Как и посоветовал дед Микита, мы старались выйти к Днепру восточнее Киева. Продвигались в основном по ночам. Питались сначала тем, что дали нам хуторяне, а потом стали выкапывать картофель, собирать яблоки, осенние поздние сливы, которых в ту осень немало осталось неубранными в колхозных полях и садах.
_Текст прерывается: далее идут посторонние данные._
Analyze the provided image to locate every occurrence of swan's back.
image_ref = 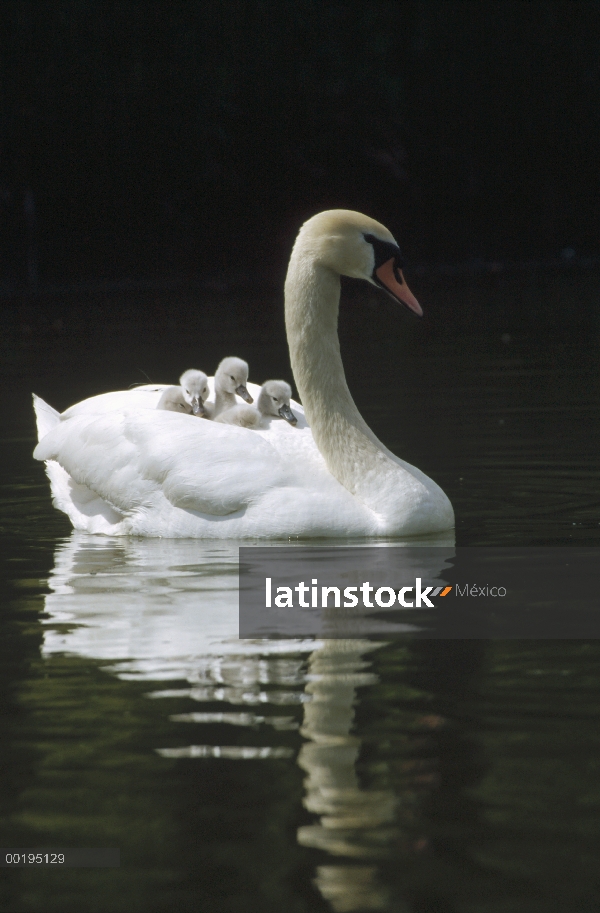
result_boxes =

За первые два месяца нам пришлось сделать немало зигзагов, чтобы выйти к Днепру. Его побережье сильно контролировалось оккупантами. В первую попытку мы не достигли реки, не дойдя до нее, пришлось повернуть на юг, чтобы не оказаться в руках карателей, патрулирующих по дорогам. Удалившись на 40—50 километров вглубь правобережья, снова направлялись к Днепру, но уже другим маршрутом. Так было не только в районе Киева, но и под Черкасами и под Кременчугом. Наверное с полтысячи километров прошли мы тогда по киевским и кировоградским степям, не достигнув пока намеченной цели.
Несколько раз мы натыкались на оккупантских карателей, но нам удавалось, не обнаруживать себя, уходить от них. Но был случай, когда мы попали под обстрел врагов.
Это было в конце ноября. Уже наступили заморозки, иногда выпадал снежок. Мы уже не могли обойтись без общения с населением. Надо было обогреться, попросить еды и с помощью местных жителей получше выбрать более безопасный наш дальнейший маршрут. Жители, как могли, помогали нам. В одном из хуторов в районе Кагарлыка Киевской области местные старики посоветовали нам как лучше выйти к Днепру в районе Ржищева, небольшого городка на Днепре. Они сказали, что там противоположный берег лесистый на многие десятки километров. А для более безопасного продвижения для нас это имело немаловажное значение.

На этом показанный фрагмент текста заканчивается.